Certified equipment fails
Published: Thursday, April 1, 2004 at 6:01 a.m.
Last Modified: Wednesday, March 31, 2004 at 10:57 p.m.
It appalls me, but does not surprise me, to learn that the State Division of Elections feels the need to certify holes in a plastic sheet ("Braille voting aid rejected for now," The Sun, March 25).
It is naive of Doug Hornbeck to think that his $1.50 device will be tolerated when the state has already sanctioned a solution to allow the blind to vote: $5,000 devices from two vendors, one of which will give sales commissions to a former secretary of state.

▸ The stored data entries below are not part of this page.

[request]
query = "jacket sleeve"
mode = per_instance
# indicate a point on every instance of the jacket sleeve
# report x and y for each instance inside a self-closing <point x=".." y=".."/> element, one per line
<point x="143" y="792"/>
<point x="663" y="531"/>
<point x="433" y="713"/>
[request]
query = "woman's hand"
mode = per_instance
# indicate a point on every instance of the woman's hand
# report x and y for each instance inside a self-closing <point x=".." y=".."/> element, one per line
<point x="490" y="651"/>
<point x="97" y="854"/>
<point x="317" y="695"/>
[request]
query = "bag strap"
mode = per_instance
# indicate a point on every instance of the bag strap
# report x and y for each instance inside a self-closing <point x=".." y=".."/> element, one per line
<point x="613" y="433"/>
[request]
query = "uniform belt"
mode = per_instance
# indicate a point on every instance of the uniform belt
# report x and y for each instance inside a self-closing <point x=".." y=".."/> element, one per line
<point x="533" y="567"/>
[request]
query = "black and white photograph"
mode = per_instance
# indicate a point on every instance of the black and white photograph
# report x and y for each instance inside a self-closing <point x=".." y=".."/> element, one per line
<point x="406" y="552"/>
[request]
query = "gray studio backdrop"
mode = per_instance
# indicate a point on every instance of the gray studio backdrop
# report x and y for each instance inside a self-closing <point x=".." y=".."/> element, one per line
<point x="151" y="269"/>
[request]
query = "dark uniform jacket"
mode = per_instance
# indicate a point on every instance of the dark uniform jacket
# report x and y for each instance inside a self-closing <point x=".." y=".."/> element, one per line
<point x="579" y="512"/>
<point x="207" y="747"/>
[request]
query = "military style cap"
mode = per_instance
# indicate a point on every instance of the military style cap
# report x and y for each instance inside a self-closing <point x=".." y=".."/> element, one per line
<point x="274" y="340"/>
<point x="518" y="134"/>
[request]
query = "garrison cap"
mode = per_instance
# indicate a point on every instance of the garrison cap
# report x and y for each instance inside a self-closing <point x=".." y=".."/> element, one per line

The Division of Elections is a bureaucracy that could never tolerate a simple solution whose accuracy can readily be verified, preferring faith-based paperless electronic machines that have been condemned by the computer security community as untrustworthy and unverifiable.
Certified equipment includes the likes of that used in Bay County, where in this year's presidential preferential election Dick Gephardt had a 2-1 lead over John Kerry. If that were not a race where a certain outcome was expected, the error would have never been caught. And, if there had been two candidates with 51 percent and 49 percent of the vote, no one would have been suspicious, the results would not have been close enough to trigger a recount, and the wrong candidate would have been declared the winner. But that's OK: it would have been done on certified equipment that has, unlike Doug Hornbeck's plastic sheet, been thoroughly and rigorously tested.
Certified equipment has caused enough recent problems to fill up this whole newspaper. Alas, no standards exist to certify holes made in plastic, and certification is far more important than common sense.
And, for the bottom line, uncertified equipment doesn't make anyone rich.